En Afrique continentale sub-saharienne, grosso modo toutes les capitales présenteraient un taux de « faux » de 10 à 40% (ce qui est déjà énorme), puis Brazzaville et Conakry se distinguent avec 60 ou 65% et Kinshasa avec 90%. Nul besoin d'avoir fait des études en statistiques pour se questionner sur les 90% de faux à Kinshasa... Ce chiffre est trois fois plus élevé que dans les autres capitales, sans pouvoir afficher une quelconque justification.


À moins que ce ne serait-ce là une nouvelle théorie raciste : les gens qui naîtraient au Congo seraient prédisposés, plus que les autres, à produire de faux documents ?


Mais s'il n'y a pas de théorie raciste qui tient la route, qu'est-ce donc ? Serait-ce là une manipulation de certains consulats : pourrait-on imaginer que votre consulat payerait un avocat congolais, qui lui tout seul s'arrogerait le pouvoir de déclarer que tel acte est un vrai, et que tel autre est un faux, en dehors de tout passage devant une juridiction ? L'affaire serait vite bouclée ainsi. Dans notre cas particulier, nous savons que l'avocat payé par le consulat de France à Kinshasa a déclaré tout seul que les actes que nous présentions étaient des faux. Quel bel exemple de justice sous votre autorité.



Alors oui, il nous reste les tests ADN. Mais pourquoi, alors que la loi est sortie l'année dernière, ils ne seraient toujours pas pratiqués ? Et surtout pourquoi les refuserait-on à ma femme, qui les demande ? Auriez-vous peur de voir après débarquer des milliers de familles qui ont eu leurs papiers refusés ? Y aurait-il 2.000, 5.000 « erreurs administratives » ? Aïe aïe aïe, voilà un bon mauvais chiffre pour une immigration réputée « contrôlée ». Mais c'est un autre problème.



Au delà de ces questions administratives, nous rappelons qu'il y a urgence à ce que les filles puissent après ces récents évènements vivre en famille. Pendant 10 ans elles n'ont été élevées que par leur mère, et nous vivions tous ensemble quand nous étions en concubinage au Congo. Pourquoi lorsque nous officialisons notre liaison par le mariage, notre situation familiale serait cassée pendant plus de quatre années, alors que nous répondions à tous les critères de logement et de revenus ?



Et surtout l'urgence de quitter le Congo : les ravisseurs savent que nous sommes une famille qui paye, pourquoi vous nous empêcheriez de nous mettre à l'abri contre une récidive de rançon (ce que les spécialistes appellent un « deuxième tour ») ?
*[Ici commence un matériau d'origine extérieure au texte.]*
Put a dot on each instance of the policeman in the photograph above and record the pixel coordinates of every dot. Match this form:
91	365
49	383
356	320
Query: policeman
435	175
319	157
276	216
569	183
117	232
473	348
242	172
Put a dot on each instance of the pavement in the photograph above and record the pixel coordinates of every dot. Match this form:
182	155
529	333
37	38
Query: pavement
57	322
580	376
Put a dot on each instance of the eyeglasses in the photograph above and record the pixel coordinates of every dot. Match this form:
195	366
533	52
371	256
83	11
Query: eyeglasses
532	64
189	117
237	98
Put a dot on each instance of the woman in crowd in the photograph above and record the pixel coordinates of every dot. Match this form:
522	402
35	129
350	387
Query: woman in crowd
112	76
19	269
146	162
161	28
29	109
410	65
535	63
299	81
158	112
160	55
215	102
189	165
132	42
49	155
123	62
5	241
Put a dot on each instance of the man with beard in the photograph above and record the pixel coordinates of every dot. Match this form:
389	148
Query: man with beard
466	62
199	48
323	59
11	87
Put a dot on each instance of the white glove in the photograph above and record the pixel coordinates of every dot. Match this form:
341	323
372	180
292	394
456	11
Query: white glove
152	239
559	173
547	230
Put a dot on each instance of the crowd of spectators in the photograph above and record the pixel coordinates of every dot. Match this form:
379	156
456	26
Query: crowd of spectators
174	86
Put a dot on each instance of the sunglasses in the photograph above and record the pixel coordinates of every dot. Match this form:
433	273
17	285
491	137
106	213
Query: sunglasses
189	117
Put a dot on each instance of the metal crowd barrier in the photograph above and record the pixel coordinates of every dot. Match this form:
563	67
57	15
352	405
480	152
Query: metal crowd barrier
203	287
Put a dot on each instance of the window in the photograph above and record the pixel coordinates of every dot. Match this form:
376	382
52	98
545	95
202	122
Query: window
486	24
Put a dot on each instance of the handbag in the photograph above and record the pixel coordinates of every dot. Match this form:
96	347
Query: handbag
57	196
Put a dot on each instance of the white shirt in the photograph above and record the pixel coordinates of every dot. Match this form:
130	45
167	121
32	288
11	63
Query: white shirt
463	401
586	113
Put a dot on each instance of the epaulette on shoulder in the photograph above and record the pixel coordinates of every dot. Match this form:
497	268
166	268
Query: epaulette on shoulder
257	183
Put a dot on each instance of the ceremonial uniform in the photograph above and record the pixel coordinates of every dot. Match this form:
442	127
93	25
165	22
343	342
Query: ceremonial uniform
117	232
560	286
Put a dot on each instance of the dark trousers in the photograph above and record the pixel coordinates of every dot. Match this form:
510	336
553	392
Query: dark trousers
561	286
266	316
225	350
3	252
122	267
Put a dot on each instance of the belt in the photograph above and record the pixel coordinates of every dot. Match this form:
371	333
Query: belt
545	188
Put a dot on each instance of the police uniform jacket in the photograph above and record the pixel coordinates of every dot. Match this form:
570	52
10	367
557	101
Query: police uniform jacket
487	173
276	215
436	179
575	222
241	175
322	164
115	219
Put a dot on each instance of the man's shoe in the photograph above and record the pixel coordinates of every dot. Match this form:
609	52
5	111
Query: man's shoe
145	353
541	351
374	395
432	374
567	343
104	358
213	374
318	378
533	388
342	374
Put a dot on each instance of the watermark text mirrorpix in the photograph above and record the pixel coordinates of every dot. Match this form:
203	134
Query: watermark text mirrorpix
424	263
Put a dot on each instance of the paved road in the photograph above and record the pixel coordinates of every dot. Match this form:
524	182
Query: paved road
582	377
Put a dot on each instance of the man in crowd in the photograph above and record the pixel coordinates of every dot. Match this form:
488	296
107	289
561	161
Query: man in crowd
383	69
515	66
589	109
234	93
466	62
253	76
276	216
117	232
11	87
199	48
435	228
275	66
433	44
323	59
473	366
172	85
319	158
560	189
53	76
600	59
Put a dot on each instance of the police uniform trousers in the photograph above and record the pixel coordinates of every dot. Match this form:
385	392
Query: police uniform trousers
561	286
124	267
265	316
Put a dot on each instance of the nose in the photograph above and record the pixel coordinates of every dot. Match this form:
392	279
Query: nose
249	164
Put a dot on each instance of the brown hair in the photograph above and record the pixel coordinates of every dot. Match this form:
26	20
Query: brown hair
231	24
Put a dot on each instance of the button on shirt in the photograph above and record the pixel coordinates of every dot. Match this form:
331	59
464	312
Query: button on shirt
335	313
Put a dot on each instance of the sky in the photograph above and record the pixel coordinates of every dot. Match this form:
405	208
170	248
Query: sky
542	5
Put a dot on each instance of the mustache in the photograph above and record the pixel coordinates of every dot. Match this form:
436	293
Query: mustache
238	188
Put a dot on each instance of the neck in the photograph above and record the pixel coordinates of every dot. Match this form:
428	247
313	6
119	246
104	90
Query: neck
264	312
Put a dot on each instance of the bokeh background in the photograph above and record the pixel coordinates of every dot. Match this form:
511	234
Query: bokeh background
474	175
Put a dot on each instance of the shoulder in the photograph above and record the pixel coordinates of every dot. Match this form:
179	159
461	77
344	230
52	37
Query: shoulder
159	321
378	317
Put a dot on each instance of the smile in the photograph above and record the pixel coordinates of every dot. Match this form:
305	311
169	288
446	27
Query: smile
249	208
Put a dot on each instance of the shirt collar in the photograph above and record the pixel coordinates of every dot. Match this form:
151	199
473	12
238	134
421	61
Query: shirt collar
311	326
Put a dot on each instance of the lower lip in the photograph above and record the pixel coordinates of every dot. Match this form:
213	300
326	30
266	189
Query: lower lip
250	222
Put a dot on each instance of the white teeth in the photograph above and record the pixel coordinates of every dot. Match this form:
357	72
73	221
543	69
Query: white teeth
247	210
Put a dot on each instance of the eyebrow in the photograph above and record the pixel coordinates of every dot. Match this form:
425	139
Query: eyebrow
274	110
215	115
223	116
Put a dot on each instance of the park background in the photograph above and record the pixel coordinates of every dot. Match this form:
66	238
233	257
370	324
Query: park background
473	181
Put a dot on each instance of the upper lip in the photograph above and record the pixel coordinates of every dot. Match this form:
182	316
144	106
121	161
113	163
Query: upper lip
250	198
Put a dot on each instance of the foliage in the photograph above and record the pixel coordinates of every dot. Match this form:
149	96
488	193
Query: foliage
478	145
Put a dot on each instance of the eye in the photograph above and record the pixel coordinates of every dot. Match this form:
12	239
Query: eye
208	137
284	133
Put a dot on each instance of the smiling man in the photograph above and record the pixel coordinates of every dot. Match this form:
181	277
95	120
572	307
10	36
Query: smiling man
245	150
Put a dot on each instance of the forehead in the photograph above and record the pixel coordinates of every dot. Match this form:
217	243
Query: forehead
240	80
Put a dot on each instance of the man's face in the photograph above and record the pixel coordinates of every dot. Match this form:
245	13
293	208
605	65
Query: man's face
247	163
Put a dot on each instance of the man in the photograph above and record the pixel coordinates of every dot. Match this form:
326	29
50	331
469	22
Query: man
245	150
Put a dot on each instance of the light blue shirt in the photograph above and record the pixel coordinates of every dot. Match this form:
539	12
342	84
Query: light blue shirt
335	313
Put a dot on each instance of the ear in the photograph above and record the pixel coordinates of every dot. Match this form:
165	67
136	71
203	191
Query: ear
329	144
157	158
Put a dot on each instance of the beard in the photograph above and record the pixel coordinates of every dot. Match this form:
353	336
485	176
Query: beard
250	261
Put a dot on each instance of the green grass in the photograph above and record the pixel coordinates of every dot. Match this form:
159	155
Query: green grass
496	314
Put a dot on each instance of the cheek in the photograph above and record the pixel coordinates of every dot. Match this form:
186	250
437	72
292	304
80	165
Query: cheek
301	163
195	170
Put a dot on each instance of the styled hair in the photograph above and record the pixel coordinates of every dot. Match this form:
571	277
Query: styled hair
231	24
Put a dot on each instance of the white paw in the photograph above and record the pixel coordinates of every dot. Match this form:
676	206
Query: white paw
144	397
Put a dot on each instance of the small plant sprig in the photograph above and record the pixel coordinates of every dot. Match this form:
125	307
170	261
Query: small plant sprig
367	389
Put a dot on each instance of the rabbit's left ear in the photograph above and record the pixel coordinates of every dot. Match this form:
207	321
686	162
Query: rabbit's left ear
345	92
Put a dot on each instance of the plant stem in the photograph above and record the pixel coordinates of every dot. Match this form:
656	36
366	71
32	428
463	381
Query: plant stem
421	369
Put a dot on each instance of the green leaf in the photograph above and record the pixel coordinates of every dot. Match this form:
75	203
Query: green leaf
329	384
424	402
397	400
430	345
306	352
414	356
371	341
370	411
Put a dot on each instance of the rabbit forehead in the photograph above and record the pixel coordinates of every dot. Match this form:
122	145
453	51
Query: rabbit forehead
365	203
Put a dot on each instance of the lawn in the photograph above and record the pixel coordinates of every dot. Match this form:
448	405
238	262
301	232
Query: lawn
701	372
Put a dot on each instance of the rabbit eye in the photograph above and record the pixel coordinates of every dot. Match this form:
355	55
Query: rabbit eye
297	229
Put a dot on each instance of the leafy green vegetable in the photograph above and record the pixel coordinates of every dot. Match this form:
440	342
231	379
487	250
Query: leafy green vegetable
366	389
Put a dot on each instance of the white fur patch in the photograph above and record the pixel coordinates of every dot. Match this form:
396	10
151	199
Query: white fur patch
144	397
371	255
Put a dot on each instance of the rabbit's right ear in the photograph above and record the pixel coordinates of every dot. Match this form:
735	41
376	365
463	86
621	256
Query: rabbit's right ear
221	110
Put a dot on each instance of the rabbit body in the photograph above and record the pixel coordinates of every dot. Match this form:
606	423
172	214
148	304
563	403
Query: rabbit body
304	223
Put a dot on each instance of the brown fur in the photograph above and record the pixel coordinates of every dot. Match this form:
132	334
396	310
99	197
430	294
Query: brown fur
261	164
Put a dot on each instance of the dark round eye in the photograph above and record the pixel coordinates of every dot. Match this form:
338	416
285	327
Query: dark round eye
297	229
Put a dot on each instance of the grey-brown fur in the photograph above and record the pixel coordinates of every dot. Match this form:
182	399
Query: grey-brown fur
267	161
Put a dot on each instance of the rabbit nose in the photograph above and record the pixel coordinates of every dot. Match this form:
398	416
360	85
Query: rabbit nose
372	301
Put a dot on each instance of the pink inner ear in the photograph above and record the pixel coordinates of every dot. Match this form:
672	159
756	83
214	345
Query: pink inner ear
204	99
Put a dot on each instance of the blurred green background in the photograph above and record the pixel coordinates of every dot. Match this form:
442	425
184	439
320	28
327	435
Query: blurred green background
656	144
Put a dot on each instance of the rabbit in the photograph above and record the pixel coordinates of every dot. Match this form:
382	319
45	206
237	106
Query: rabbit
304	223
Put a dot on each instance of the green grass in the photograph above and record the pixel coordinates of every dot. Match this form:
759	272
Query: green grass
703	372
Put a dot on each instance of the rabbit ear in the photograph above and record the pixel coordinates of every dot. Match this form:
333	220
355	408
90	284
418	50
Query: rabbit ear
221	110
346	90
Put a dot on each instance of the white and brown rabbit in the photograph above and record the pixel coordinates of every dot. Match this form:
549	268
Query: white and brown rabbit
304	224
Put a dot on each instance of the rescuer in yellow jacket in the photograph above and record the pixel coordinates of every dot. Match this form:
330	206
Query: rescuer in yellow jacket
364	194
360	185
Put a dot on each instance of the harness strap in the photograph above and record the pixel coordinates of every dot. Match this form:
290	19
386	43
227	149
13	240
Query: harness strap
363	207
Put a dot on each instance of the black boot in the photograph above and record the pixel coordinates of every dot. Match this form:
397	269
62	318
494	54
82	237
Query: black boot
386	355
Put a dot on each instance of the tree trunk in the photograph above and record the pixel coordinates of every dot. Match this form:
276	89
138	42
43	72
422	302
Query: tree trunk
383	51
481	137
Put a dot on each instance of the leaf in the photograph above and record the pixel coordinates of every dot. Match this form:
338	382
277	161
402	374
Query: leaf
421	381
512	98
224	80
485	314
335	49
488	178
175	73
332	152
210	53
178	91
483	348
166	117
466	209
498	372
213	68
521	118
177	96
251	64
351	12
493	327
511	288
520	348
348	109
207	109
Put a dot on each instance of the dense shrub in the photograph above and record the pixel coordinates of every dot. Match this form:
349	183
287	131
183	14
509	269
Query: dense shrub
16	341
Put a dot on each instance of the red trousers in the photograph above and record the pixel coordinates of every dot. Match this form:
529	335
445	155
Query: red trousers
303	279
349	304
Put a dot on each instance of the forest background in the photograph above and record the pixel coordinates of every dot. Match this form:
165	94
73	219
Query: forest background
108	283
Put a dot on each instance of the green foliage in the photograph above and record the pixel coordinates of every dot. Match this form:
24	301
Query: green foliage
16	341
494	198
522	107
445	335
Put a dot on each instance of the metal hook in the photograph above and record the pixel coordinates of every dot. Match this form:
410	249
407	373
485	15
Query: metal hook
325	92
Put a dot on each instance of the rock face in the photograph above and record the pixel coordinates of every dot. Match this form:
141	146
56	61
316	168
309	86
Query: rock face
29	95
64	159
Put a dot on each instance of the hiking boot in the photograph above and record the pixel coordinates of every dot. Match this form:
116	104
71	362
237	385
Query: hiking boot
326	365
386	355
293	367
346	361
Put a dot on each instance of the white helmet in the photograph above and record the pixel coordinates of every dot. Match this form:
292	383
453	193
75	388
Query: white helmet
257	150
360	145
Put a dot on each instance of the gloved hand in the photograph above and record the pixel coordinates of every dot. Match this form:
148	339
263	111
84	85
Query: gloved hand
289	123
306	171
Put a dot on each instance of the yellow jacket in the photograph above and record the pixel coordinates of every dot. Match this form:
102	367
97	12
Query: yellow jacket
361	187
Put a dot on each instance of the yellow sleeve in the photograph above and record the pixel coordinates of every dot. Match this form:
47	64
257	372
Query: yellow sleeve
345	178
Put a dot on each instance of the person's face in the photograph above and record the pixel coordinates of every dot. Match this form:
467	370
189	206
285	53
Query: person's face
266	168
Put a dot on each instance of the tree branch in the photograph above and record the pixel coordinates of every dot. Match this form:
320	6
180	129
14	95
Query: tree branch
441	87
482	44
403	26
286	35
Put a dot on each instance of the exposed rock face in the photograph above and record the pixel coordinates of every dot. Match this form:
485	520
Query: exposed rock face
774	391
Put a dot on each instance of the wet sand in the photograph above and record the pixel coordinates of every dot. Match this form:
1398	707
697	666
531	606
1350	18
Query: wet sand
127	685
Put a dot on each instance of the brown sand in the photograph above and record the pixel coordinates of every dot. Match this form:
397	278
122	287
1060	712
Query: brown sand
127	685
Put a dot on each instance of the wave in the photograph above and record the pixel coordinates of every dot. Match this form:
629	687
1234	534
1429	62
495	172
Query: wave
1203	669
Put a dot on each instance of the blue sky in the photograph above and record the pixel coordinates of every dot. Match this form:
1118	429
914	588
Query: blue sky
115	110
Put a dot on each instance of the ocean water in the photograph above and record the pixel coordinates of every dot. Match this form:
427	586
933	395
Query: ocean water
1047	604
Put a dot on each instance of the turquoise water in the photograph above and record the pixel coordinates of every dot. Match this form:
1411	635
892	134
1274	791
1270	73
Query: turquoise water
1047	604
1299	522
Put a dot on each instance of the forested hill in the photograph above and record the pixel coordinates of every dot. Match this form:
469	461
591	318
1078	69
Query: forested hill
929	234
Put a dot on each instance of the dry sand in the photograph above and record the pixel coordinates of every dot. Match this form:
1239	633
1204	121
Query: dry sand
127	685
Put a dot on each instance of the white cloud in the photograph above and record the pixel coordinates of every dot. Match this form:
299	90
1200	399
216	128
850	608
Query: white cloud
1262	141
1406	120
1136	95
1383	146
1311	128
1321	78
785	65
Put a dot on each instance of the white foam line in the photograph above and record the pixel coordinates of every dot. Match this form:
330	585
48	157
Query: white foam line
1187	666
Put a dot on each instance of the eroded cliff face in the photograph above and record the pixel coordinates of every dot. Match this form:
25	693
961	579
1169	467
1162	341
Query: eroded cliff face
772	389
Après la libération du navire de luxe « le Ponant », on pouvait lire dans la presse que certains ex-otages souhaitaient retourner sur la même croisière, ce qui ne semble pas les avoir traumatisés tant que cela. De notre côté, il n'en est pas de même : la séquelles suite à la séquestration de Naomi persistent : plus que jamais notre famille doit vivre réunie.



Lionel Aubert




Remarque : une version de travail de cette lettre ouverte avait été adressée début mai 2008 au cabinet de M. Kouchner, sans que celui-ci n'y trouve quelque chose à redire.